Wind tunnel investigation of heliostat field wind loads and load reduction measures

Most prior wind tunnel investigations of heliostats have focused on isolated units. However, in real-world engineering scenarios, heliostats are typically arranged in rows to maximize efficiency, and the aerodynamic properties of multiple heliostats differ substantially from those of an independent or single heliostat. In this study, wind loads in a heliostat field were evaluated using a new type of rectangular heliostat model at multiple locations within the field. On the basis of wind tunnel testing of the heliostat field, a commonly used operating elevation angle of 40° was selected as the most representative elevation angle, and the wind loads of heliostats at different positions in the heliostat field as well as load-mitigation strategies were investigated. The test results showed that the heliostat field could be qualitatively decomposed into two regions, namely an interior region and an edge region, and the worst-case-scenario forces and moments for each heliostat in the interior region were largely identical. On this basis, two wind load reduction measures were considered: optimizing array arrangement at a fixed field density and employing wind fences.
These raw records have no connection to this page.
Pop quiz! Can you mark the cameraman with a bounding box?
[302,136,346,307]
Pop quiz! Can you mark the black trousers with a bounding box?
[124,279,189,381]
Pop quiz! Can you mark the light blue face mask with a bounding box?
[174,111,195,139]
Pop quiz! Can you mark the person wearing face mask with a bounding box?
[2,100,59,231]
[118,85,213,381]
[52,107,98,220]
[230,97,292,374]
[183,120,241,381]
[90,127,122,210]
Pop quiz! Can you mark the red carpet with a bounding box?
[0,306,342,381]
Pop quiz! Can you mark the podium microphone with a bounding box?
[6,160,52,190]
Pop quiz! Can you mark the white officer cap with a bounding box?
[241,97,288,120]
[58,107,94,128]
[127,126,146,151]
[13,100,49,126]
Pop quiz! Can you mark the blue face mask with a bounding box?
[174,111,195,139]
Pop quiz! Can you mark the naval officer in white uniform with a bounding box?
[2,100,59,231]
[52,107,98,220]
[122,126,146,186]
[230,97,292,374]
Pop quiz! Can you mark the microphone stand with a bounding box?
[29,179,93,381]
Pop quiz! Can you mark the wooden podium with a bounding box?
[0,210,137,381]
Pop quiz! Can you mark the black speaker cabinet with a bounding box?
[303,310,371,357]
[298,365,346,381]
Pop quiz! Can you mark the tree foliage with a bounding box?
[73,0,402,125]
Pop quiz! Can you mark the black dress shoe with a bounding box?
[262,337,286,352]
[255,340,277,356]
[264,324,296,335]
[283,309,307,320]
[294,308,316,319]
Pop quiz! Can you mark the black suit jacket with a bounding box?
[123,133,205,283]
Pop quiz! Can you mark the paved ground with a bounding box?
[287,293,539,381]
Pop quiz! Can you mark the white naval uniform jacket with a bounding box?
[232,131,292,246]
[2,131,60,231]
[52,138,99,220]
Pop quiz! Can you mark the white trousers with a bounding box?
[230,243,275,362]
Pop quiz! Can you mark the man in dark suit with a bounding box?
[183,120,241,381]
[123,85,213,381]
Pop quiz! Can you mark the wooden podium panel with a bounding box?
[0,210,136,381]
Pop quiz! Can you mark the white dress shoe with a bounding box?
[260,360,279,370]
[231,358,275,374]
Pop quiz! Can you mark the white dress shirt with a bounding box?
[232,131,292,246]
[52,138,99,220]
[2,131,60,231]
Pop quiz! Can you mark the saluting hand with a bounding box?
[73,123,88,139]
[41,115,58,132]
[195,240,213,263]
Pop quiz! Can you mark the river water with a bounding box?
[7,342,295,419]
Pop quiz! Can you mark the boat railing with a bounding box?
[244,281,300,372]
The heliostat field exhibited a typical “edge high, internal low” trend in its wind load coefficients. At a given heliostat field density, variation of heliostat structure arrangements had a substantial impact on wind effects. Based on the results, the generalized blockage ratio formula proposed by Peterka et al. was improved, thereby allowing wind load reduction through variations in field arrangement at the same density. In addition, it was found that a wind fence reduces wind loads mainly for edge region heliostats, similarly to adding an upstream heliostat row.